Cellular TG stores are efficiently hydrolyzed by adipose TG lipase (ATGL). Its coactivator comparative gene identification-58 (CGI-58) strongly increases ATGL-mediated TG catabolism in cell culture experiments. To investigate the consequences of CGI-58 deficiency in murine macrophages, we generated mice with a targeted deletion of CGI-58 in myeloid cells (macCGI-58(-/-) mice). CGI-58(-/-) macrophages accumulate intracellular TG-rich lipid droplets and have decreased phagocytic capacity, comparable to ATGL(-/-) macrophages. In contrast to ATGL(-/-) macrophages, however, CGI-58(-/-) macrophages have intact mitochondria and show no indications of mitochondrial apoptosis and endoplasmic reticulum stress, suggesting that TG accumulation per se lacks a significant role in processes leading to mitochondrial dysfunction. Another notable difference is the fact that CGI-58(-/-) macrophages adopt an M1-like phenotype in vitro. Finally, we investigated atherosclerosis susceptibility in macCGI-58/ApoE-double KO (DKO) animals. In response to high-fat/high-cholesterol diet feeding, DKO animals showed comparable plaque formation as observed in ApoE(-/-) mice. In agreement, antisense oligonucleotide-mediated knockdown of CGI-58 in LDL receptor(-/-) mice did not alter atherosclerosis burden in the aortic root. These results suggest that macrophage function and atherosclerosis susceptibility differ fundamentally in these two animal models with disturbed TG catabolism, showing a more severe phenotype by ATGL deficiency.

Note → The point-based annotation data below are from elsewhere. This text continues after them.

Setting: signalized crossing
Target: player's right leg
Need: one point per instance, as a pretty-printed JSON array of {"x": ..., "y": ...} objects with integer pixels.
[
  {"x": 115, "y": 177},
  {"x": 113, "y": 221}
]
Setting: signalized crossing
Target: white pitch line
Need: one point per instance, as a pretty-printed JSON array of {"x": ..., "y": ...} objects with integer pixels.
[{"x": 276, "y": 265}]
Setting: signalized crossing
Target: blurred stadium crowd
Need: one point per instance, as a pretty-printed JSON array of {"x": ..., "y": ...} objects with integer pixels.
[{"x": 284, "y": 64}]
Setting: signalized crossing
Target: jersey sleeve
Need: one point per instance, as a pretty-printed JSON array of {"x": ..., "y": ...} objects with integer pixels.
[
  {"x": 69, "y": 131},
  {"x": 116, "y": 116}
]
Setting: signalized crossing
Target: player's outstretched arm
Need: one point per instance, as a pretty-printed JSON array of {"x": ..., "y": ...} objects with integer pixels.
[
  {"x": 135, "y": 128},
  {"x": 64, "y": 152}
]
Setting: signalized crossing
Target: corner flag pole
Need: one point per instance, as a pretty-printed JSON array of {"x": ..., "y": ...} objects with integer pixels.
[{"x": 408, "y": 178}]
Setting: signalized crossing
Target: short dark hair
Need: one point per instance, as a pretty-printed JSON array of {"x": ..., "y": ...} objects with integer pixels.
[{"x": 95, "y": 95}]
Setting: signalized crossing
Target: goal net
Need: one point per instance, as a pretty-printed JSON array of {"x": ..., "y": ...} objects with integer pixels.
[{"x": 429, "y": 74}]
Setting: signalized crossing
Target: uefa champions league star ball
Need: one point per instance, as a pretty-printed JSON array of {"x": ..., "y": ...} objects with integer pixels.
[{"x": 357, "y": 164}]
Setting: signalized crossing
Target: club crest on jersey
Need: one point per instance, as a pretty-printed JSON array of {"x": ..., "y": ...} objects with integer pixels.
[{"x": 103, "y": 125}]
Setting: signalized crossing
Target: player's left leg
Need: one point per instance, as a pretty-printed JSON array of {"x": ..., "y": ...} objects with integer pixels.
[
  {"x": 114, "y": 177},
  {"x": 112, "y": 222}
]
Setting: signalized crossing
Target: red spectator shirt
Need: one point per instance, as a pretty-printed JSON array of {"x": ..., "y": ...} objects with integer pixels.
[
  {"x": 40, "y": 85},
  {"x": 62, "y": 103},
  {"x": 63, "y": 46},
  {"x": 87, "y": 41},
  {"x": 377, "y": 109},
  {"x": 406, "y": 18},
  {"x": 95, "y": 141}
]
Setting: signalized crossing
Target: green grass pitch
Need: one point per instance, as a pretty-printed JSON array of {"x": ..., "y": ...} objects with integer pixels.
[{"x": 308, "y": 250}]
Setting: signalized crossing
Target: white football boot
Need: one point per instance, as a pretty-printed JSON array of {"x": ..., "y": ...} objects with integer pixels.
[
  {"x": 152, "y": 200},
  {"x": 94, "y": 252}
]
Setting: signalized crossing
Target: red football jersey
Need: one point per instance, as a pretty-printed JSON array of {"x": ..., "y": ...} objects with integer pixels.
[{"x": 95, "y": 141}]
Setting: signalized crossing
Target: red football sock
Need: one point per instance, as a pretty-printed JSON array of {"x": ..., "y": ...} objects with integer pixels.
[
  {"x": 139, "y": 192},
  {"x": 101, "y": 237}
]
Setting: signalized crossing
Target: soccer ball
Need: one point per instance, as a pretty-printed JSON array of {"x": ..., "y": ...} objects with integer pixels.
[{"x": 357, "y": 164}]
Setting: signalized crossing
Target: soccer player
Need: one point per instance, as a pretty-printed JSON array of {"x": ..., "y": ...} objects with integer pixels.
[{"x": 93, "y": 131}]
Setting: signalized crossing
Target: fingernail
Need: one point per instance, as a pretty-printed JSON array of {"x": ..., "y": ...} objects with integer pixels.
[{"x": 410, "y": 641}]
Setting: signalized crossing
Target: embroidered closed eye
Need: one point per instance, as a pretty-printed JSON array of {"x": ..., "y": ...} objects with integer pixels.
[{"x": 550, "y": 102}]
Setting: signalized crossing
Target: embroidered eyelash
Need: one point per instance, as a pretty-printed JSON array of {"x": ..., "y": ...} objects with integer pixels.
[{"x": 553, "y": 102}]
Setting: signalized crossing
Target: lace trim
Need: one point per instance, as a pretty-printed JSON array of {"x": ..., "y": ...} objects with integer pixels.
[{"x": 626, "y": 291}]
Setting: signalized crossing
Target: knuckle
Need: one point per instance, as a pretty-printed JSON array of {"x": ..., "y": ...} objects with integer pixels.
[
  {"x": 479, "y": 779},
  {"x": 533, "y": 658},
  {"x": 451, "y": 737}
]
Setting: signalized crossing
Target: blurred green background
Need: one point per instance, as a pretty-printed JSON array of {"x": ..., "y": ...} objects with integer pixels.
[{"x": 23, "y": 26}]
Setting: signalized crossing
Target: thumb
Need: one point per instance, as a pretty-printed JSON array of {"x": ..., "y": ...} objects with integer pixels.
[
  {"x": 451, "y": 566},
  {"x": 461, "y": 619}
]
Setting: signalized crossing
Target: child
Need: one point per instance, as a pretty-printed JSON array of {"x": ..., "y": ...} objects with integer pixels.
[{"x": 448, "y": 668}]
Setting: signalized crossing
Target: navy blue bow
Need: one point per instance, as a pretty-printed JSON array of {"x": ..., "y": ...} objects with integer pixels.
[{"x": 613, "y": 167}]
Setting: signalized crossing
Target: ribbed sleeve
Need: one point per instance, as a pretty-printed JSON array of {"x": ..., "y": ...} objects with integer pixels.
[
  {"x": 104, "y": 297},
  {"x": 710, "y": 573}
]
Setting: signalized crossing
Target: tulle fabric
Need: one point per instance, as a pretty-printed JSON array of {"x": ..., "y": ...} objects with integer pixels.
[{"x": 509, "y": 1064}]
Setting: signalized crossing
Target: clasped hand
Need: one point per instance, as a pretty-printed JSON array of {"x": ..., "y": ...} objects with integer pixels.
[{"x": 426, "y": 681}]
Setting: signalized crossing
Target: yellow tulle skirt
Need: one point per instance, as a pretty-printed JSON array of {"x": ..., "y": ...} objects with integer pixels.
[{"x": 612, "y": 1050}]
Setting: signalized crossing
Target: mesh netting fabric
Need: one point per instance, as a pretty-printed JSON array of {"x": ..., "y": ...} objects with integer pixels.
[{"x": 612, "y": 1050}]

Keywords: comparative gene identification-58; inflammation; lipid droplets; storage diseases.

Fig. 1.

Unchanged plasma lipid parameters, body weight, glucose concentrations, and glucose tolerance in macCGI-58^−/− mice. Plasma parameters (A) and body weight (B) of overnight fasted 12–14-week-old female Wt and macCGI-58^−/− mice fed a standard chow diet. C: Glucose concentrations in female mice aged 11–46 weeks of age. D: Glucose tolerance test of 34–35-week-old female Wt and macCGI-58^−/− mice fed WTD. Data are shown as mean values ± SEM (n = 4–5).

Fig. 2.

Decreased TG hydrolase activity and TG-rich lipid droplet accumulation in CGI-58^−/− macrophages. A: mRNA expression of CGI-58 in Wt and CGI-58^−/− macrophages determined by real time PCR, including normalization to HPRT, expressed as mean values + SEM, performed in duplicate (n = 3–4). B: Western blot analysis of CGI-58 protein expression in Wt white adipose tissue (WAT) as well as Wt and CGI-58^−/− macrophages (50 μg protein per lane). C: TG hydrolase activities in cell lysates of Wt and CGI-58^−/− macrophages are presented as mean values + SEM, performed in duplicate (n = 4). D: Representative fluorescent microscopy images after Nile Red staining and electron micrographs of Wt and CGI-58^−/− macrophages. Lipid droplets in the CGI-58^−/− macrophages are indicated by arrows. E: TG, TC, and unesterified FC concentrations in lipid extracts of macrophages presented as mean values + SEM (n = 4–5). F: FA composition in TG of macrophages after separation by thin layer chromatography determined by GC-flame ionization detection. Data are presented as mean values + SEM (n = 4). Inset: TG-FA distribution in percentage. *P < 0.05; **P ≤ 0.01; ***P ≤ 0.001.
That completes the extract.